My youngest sister just went through the estrangement recently. She had been determined to maintain the relationship and put up with a huge amount of anger or just neglect (from Dad) and lies and deceit (from his new wife). He moved out of state so it was easier just to maintain the email relationship, but things continued to get more and more hostile because of the new wife taking letters and emails before Dad could even read them. It seemed pretty clear, from a variety of reasons, that the stepmother was sabotaging so that Dad would focus on her three kids instead.
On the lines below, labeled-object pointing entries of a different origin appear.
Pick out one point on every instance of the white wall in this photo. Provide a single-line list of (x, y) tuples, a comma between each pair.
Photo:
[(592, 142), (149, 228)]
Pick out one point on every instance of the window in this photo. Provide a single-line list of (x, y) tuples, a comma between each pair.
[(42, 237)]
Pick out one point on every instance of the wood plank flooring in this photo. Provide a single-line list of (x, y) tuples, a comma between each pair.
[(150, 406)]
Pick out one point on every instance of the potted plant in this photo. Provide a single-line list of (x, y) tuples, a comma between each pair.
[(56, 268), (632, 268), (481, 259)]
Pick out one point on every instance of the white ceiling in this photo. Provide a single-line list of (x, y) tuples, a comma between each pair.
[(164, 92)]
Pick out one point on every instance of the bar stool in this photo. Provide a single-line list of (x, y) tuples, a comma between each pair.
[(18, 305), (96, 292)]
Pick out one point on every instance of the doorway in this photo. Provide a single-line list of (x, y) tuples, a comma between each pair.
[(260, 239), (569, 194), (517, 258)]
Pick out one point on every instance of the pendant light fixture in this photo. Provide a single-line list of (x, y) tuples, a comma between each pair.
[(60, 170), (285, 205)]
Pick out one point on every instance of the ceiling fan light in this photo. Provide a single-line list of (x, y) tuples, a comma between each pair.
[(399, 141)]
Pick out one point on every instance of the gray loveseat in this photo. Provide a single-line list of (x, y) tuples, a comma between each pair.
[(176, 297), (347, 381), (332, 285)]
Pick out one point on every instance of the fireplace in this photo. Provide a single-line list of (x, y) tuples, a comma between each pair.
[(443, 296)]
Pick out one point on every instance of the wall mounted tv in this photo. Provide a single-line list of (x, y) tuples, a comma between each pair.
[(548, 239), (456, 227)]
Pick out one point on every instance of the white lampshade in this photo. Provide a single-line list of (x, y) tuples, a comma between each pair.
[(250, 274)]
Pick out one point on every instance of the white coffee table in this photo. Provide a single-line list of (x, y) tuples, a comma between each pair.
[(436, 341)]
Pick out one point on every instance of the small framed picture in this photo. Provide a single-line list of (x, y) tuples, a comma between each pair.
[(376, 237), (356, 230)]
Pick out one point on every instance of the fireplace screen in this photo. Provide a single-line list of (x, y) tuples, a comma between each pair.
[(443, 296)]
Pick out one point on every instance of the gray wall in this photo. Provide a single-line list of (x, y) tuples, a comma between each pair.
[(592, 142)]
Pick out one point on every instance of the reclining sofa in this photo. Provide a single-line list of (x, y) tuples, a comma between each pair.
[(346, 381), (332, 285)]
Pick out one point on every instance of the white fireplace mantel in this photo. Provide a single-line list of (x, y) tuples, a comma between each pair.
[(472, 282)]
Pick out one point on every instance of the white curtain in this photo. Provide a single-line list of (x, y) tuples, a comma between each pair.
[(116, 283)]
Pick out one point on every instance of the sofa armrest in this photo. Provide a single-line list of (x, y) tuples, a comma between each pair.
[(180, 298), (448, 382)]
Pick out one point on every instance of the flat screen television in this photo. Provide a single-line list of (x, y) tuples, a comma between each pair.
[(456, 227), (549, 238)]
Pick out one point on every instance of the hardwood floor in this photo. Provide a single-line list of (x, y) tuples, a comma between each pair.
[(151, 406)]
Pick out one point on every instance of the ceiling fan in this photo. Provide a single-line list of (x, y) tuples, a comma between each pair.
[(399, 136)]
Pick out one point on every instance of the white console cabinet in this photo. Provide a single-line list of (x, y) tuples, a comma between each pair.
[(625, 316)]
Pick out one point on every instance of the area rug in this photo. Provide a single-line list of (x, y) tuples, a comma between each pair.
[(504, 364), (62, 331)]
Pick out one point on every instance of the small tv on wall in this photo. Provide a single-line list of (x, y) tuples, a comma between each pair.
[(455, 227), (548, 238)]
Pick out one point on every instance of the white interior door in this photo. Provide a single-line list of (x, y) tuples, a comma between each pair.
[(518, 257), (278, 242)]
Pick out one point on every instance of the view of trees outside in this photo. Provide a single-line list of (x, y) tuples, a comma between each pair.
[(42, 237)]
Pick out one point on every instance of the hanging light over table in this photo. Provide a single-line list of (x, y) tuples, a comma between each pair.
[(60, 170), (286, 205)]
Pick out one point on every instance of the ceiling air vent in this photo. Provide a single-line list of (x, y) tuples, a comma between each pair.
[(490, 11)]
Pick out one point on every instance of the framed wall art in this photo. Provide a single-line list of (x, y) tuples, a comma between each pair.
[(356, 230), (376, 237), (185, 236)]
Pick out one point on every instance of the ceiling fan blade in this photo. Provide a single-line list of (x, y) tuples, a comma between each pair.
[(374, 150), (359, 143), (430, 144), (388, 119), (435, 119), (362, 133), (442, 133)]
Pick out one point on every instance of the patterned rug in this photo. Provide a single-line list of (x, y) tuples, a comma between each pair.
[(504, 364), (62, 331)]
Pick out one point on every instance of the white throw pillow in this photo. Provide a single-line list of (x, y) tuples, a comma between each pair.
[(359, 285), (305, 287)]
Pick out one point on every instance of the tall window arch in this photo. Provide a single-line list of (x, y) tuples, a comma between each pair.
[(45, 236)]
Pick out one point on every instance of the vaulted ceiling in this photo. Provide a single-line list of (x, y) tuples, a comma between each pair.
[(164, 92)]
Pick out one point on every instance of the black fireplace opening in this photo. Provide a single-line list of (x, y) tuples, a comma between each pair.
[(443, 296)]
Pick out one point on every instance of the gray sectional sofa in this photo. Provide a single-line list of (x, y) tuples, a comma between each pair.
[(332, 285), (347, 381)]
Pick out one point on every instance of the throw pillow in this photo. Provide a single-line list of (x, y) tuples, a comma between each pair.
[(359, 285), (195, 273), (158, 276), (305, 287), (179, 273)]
This woman would regularly call up and chew out my sister for the smallest of offenses – say, a Father’s Day card was a day late – while Dad would barely bother to contact her, and certainly stopped sending cards or gifts (though my sister was still expected to do so). My sister bore it stoically until she got engaged. She realized that this woman would undermine her as much as possible until – after much gut-wrenching discussion with everyone – she decided not to invite them to the wedding. She sent Dad (directly) an email explaining in very civil terms about things that had happened, and that she was not angry, but just that there was too much difficulty between Dad and his new family and our family for things to work. She apologized deeply and said she hoped he’d understand. She got a response from the stepmother – from Dad’s email account – listing every one of of her perceived (and often imaginary) mistakes and missteps in their relationship, accusing her of trying to split Dad and her up, and all kinds of ridiculous things. She instructed my sister never to contact any of them again. This woman then forwarded her email to all of her kids (!) and they all got on Facebook and filled my sister’s wall with harassing, nasty messages. My sister still gave it one more shot and emailed Dad, at work this time, asking why all of this happened and if it was true that she should never contact him again. He never responded.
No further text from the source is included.